© Royal Champagne Hotel & Spa
LA CHAMBRE
DU CONFORT À LA RÉGÉNÉRATION BIOLOGIQUE
Dans le secteur de l’’hôtellerie, le sommeil n’est plus seulement un atout de confort, mais un levier stratégique à part entière. Chez Six Senses, la chambre est conçue comme un environnement favorisant la régulation physiologique. La température, la qualité de l’air et la literie naturelle sont optimisées pour réduire les micro-réveils. Au Royal Champagne, la chambre s’inscrit dans un protocole de sleep therapy. La préparation au sommeil commence dès la fin de journée, nutrition, soins, réduction des stimulations. La chambre devient alors un espace sécurisant pour le système nerveux. Aux Cures Marines de Trouville, l’approche est chronobiologique. La chambre fait partie d’un rythme global calé sur la lumière naturelle et l’alternance entre dynamisation diurne et apaisement nocturne. Longtemps perçue comme un espace passif, la chambre devient ainsi un élément actif mesurable, capable d’influencer durablement l’expérience client.

Docteure en neurosciences et co-fondatrice de newBrain
Charlotte ROLLAND
Docteure en neurosciences et co-fondatrice de newBrain
Le véritable enjeu n’est plus uniquement le confort, mais la capacité d’un espace à favoriser une récupération profonde. Le cerveau a besoin d’une cohérence sensorielle réelle pour générer des émotions positives et de basculer dans un état de régénération. Or, la chambre d’hôtel reste encore souvent un environnement standardisé, peu en phase avec les besoins réels du moment : lumière, température, sons ou odeurs non synchronisés avec le rythme circadien, stimulation cognitive résiduelle liée aux écrans, ou encore absence d’adaptation à l’état émotionnel du client, alors même que toute émotion traduit un besoin non satisfait. Résultat : le système nerveux reste en état de vigilance au lieu d’entrer dans une véritable phase de récupération. Plutôt que d’instrumenter excessivement la chambre qui doit rester un espace de confidentialité et de lâcher-prise, il serait plus pertinent de mesurer la récupération au moment du petit-déjeuner, à l’aide d’outils simples de recueil et d’analyse tels que la qualité perçue du sommeil, le niveau d’énergie et de clarté mentale, la variabilité de la fréquence cardiaque (HRV) mesurée par vidéo, une latence d’endormissement inférieure à 20 minutes, mais aussi la continuité du sommeil ou encore la signature comportementale globale.
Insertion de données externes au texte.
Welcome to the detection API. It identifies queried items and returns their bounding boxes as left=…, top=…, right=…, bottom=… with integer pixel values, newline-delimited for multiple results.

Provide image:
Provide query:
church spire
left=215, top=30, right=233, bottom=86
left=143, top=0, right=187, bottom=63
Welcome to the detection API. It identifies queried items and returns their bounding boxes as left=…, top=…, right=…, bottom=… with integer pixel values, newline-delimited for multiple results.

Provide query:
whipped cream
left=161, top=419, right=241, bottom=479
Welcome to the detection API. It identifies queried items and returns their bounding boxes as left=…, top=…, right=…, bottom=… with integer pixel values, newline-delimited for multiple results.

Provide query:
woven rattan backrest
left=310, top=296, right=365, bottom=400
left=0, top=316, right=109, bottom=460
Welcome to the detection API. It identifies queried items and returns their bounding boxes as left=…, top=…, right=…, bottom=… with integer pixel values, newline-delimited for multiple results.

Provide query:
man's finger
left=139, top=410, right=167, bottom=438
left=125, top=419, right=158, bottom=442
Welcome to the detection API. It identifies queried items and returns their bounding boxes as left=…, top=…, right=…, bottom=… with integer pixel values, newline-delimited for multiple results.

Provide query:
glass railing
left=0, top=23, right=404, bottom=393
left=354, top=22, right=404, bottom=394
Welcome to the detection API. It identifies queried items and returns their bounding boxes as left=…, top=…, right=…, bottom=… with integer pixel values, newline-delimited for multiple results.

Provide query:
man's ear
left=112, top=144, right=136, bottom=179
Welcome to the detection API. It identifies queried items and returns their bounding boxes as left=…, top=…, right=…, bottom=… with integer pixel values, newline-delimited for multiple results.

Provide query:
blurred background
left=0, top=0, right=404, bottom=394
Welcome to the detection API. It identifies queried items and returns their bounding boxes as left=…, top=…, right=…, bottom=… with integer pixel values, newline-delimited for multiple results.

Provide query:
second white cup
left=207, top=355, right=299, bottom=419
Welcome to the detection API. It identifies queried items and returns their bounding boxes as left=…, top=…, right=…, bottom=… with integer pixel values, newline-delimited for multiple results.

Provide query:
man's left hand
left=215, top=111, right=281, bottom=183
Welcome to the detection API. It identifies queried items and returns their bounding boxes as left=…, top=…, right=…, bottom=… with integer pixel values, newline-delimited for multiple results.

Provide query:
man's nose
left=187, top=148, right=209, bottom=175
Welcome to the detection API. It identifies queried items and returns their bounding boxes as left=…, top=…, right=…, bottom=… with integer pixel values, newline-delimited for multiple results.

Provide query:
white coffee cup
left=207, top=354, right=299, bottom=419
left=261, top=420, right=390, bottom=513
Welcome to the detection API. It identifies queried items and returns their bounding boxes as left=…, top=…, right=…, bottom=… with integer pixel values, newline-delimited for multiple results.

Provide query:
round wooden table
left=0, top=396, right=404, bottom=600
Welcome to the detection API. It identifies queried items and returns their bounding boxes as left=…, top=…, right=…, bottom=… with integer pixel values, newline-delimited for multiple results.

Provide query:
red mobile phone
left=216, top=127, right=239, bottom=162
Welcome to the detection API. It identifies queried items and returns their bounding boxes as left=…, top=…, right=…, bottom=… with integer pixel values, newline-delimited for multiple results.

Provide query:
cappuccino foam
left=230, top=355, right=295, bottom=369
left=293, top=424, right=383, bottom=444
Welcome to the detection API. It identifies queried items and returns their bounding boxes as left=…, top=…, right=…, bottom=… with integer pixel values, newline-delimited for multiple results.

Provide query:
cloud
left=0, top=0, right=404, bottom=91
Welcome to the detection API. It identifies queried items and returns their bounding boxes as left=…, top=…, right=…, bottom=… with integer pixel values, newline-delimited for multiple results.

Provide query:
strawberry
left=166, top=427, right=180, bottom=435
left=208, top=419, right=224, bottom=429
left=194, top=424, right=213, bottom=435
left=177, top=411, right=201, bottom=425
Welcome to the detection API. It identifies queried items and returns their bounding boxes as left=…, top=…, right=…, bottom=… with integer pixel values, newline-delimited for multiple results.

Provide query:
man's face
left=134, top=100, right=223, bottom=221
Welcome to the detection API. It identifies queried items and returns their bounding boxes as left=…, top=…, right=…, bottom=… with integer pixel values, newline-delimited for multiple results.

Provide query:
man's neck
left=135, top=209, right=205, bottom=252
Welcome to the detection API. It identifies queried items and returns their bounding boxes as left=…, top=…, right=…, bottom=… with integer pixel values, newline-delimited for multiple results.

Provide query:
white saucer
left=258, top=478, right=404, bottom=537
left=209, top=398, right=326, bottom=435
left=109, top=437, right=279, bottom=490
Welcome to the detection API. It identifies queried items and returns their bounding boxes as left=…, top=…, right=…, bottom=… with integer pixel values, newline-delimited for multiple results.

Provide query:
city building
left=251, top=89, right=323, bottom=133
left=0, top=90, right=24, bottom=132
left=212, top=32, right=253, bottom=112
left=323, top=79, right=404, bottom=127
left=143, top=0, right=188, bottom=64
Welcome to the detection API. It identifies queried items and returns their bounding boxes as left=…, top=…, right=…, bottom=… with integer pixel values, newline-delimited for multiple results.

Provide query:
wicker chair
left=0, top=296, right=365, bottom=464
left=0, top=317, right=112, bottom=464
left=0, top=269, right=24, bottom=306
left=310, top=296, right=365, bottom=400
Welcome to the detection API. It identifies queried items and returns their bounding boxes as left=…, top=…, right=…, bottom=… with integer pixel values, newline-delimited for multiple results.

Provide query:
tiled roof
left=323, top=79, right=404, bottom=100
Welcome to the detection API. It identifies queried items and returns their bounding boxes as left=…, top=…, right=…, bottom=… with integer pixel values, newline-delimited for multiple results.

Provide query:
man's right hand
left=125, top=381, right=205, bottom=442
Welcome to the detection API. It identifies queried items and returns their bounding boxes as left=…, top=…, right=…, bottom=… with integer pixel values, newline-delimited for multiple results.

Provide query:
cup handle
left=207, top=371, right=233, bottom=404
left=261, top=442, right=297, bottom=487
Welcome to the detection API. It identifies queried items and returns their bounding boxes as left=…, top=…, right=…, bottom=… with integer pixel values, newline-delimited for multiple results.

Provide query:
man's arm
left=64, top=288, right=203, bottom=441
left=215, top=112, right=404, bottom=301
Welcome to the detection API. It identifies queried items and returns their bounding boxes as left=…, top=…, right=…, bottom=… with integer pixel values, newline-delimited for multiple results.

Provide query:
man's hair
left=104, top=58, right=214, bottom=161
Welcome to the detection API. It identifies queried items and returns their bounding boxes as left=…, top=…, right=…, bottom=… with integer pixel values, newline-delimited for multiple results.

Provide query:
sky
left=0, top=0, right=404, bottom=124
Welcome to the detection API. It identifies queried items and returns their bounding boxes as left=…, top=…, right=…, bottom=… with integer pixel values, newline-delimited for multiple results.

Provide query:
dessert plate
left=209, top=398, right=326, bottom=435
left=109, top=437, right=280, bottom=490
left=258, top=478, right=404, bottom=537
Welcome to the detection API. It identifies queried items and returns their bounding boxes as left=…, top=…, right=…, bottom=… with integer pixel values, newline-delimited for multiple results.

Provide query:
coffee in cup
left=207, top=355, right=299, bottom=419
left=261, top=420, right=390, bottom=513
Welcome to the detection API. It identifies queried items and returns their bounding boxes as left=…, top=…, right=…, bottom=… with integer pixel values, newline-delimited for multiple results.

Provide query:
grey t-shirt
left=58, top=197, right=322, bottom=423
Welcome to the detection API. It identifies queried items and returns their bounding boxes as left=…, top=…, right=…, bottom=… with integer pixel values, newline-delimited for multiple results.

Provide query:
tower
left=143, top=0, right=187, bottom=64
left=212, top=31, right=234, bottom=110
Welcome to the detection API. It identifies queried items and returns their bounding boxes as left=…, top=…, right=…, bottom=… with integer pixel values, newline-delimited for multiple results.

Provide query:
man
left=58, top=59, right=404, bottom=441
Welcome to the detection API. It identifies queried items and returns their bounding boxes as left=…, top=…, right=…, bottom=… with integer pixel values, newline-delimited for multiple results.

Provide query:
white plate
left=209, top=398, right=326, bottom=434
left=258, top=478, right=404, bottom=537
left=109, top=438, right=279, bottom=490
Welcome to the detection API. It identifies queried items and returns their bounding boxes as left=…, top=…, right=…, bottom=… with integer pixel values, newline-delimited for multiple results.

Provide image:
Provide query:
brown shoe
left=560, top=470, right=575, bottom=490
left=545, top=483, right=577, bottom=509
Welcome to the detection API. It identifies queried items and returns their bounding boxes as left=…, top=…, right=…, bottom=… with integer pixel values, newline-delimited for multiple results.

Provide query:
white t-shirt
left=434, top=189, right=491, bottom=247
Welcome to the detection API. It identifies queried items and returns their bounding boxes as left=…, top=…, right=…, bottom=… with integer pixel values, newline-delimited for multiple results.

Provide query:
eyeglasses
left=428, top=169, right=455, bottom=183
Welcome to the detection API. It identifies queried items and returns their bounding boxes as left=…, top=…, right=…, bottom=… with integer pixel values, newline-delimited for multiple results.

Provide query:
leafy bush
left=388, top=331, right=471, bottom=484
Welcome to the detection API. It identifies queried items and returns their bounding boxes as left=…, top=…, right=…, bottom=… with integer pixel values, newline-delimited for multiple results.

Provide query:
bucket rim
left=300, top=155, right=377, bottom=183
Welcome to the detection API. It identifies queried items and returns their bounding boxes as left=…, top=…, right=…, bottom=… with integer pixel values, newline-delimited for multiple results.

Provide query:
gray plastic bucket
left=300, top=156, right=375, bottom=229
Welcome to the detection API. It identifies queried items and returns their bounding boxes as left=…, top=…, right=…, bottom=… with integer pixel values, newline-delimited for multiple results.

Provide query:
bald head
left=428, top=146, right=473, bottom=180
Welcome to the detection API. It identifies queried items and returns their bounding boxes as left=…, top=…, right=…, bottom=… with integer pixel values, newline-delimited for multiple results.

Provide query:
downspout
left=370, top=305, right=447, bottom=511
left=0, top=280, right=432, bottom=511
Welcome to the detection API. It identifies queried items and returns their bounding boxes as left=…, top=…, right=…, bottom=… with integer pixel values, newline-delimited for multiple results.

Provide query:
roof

La chambre doit ainsi évoluer vers un véritable « space as a service », c’est-à-dire un environnement multisensoriel capable de s’adapter en temps réel aux émotions et aux besoins du client, à travers la lumière, les odeurs, les textures, la température ou les usages, selon les moments de la journée : se détendre, travailler ou retrouver de l’énergie. L’enjeu est finalement de concevoir des espaces pensés par et pour l’humain !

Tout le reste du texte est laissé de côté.